Security

Not what you've signed up for: Compromising Real-World LLM-Integrated Applications with Indirect Prompt Injection

Kai Greshake, Sahar Abdelnabi, Shailesh Mishra, Christoph Endres, Thorsten Holz, Mario Fritz

Published February 23, 2023 arXiv: 2310.03025 View on arXiv → PDF →

TL;DR

The paper that named and benchmarked indirect prompt injection. Demonstrated end-to-end attacks against Bing Chat, GitHub Copilot Chat, and other production LLM integrations via poisoned web content, email, and code comments. The practical wake-up call for agent security.

Why it matters

If you ship an agent that reads untrusted content -- fetching URLs, summarizing emails, processing uploaded documents -- you are exposed to this attack class. The paper documents real exploits against major products, not theoretical risks.
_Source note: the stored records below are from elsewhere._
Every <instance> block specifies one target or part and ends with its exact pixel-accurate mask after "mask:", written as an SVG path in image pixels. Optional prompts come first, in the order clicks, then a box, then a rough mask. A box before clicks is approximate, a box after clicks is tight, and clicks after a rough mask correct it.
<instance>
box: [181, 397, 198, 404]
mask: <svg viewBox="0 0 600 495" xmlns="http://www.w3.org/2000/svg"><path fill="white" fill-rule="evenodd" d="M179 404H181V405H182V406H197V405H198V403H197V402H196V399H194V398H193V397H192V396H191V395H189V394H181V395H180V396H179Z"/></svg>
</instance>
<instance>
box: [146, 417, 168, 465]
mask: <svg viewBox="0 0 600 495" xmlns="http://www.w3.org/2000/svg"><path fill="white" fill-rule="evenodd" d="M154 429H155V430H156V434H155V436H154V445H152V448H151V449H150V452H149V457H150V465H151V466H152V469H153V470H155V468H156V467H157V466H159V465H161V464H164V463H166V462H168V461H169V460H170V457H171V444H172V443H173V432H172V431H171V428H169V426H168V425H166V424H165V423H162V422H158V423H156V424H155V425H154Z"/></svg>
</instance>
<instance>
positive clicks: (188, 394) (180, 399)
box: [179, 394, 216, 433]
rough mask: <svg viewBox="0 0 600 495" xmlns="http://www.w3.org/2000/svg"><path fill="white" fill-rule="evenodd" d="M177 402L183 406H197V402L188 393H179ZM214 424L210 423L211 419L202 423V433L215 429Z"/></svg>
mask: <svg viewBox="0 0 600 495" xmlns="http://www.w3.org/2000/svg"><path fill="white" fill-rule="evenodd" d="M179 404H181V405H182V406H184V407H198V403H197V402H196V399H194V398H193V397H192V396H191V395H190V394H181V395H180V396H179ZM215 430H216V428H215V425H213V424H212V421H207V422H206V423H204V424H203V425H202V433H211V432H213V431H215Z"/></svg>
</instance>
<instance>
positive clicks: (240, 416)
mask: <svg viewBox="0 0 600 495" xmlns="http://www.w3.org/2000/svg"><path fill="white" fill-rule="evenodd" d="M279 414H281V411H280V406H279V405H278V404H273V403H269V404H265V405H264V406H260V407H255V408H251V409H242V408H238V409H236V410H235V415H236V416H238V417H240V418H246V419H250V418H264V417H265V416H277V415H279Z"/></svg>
It's the canonical reference for why LLM apps need real security engineering, not "the prompt says to be good" as a control.

How you'd use this

Read this before shipping any content-fetching agent. Pair the findings with OWASP LLM Top 10 and then design layered defenses: privilege isolation, content delimiting, output constraints, user-in-the-loop for destructive actions.

Read the authors' abstract

We show that real-world LLM-integrated applications are vulnerable to indirect prompt injection attacks where adversaries embed malicious instructions in content consumed by the model.